The CEO known everywhere as Whitey (a childhood nickname on account of his pale blond, now gray hair, that has stuck despite South Africa’s racial issues).
QZ focuses on Freedom Park, south of Johannesburg, which changed from shanty town to a lower middle class neighborhood with electricity, piped water, and tarred roads and saw a new Shoprite store open in November.
It says that this strategy to seek out Africa’s growing middle class consumers, in places its competitors have yet dared to venture, has helped drive Shoprite’s rapid expansion in the last decade. The food retailer has expanded from eight poorly performing stores worth 1 million rand in 1979 (around $1.2 million then), to become Africa’s largest retail chain, worth 113.7 billion rand ($8.5 billion) today.
Basson is set to step down after nearly four decades and his successor will be Pieter Engelbrecht, a 20-year Shoprite veteran who was once Basson’s assistant.
The low-cost grocer’s slogan promises “low prices for you,” and it has been able to keep that promise in South Africa where other retailers are struggling. It diversified its customer base by launching the less expensive USave format store, described by the group as an “ideal vehicle for the group’s expansion into Africa and allows far greater penetration into previously under-served communities in South Africa.” Then there’s also the higher-brow Checkers, aimed at upwardly mobile customers interested in ready-to-eat meals and a good wine selection.

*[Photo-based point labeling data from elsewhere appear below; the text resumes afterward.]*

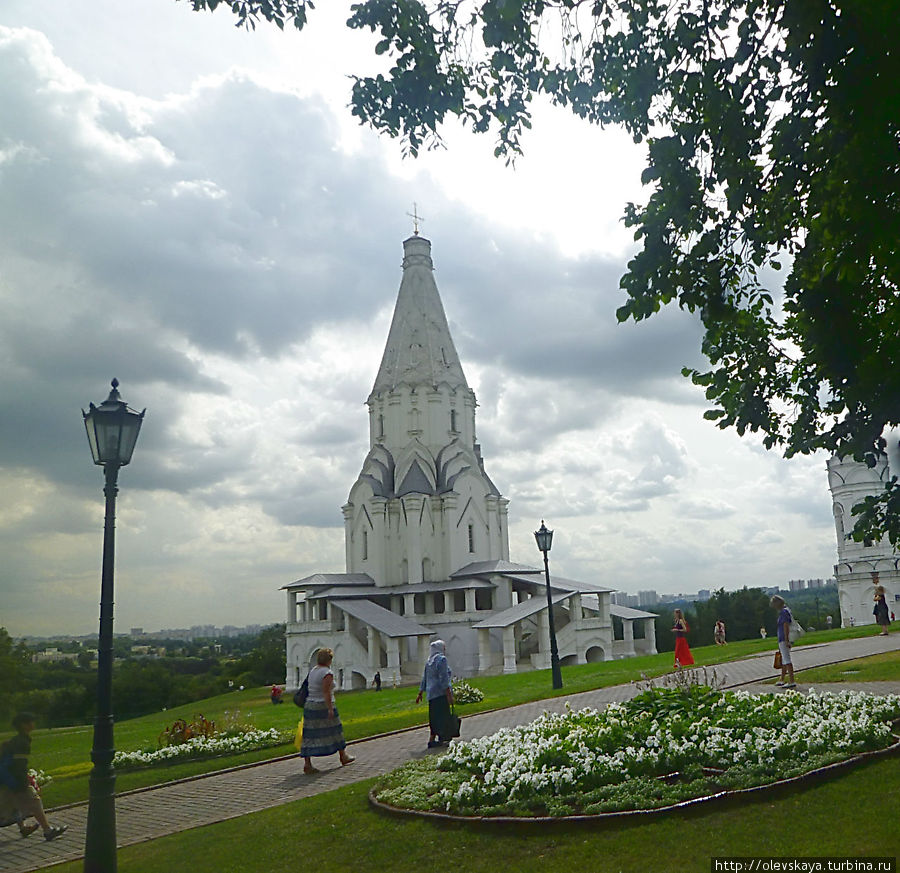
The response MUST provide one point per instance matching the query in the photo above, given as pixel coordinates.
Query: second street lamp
(544, 538)
(112, 430)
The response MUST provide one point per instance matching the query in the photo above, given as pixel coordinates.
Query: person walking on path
(882, 617)
(719, 633)
(784, 642)
(19, 799)
(323, 733)
(683, 656)
(435, 685)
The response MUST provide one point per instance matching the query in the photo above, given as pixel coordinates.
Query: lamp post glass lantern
(544, 538)
(112, 431)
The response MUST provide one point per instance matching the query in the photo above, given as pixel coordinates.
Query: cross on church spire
(414, 215)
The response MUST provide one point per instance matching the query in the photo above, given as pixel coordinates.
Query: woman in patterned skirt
(323, 733)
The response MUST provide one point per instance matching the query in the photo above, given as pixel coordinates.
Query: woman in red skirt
(683, 656)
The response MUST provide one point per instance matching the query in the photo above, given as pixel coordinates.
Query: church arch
(594, 655)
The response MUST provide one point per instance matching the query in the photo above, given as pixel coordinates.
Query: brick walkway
(150, 813)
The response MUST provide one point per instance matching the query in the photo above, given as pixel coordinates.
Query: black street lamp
(112, 430)
(544, 538)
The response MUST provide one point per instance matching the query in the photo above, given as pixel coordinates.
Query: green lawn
(65, 752)
(850, 815)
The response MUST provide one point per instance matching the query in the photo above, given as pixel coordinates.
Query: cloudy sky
(191, 208)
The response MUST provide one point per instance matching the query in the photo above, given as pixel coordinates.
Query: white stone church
(426, 537)
(862, 566)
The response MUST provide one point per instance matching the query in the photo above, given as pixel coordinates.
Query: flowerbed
(465, 693)
(662, 747)
(204, 747)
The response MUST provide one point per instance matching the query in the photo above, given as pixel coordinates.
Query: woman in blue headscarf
(436, 687)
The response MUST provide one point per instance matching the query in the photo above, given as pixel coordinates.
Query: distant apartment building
(53, 655)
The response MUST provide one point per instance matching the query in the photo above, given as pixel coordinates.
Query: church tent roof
(521, 610)
(419, 349)
(383, 620)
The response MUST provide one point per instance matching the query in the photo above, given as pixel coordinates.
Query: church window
(484, 598)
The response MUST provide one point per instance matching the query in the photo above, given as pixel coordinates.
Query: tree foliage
(772, 130)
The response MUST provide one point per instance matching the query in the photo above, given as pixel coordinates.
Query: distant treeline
(744, 613)
(65, 693)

Outside of South Africa, Shoprite and its affiliate stores are not necessarily low-cost, but they do offer a variety and an aspirational sophistication that local retailers and informal street markets simply can’t compete with, especially on shelf life. Among Africa’s growing middle class, going to Shoprite has become something of an outing for young families climbing the economic ladder in cities like Lagos or Accra. Heading to Shoprite doesn’t just mean filling your trolley with the month’s groceries, it’s going to the mall to grab a pizza or see a movie, giving consumers a reason to choose the South African brand over local rivals.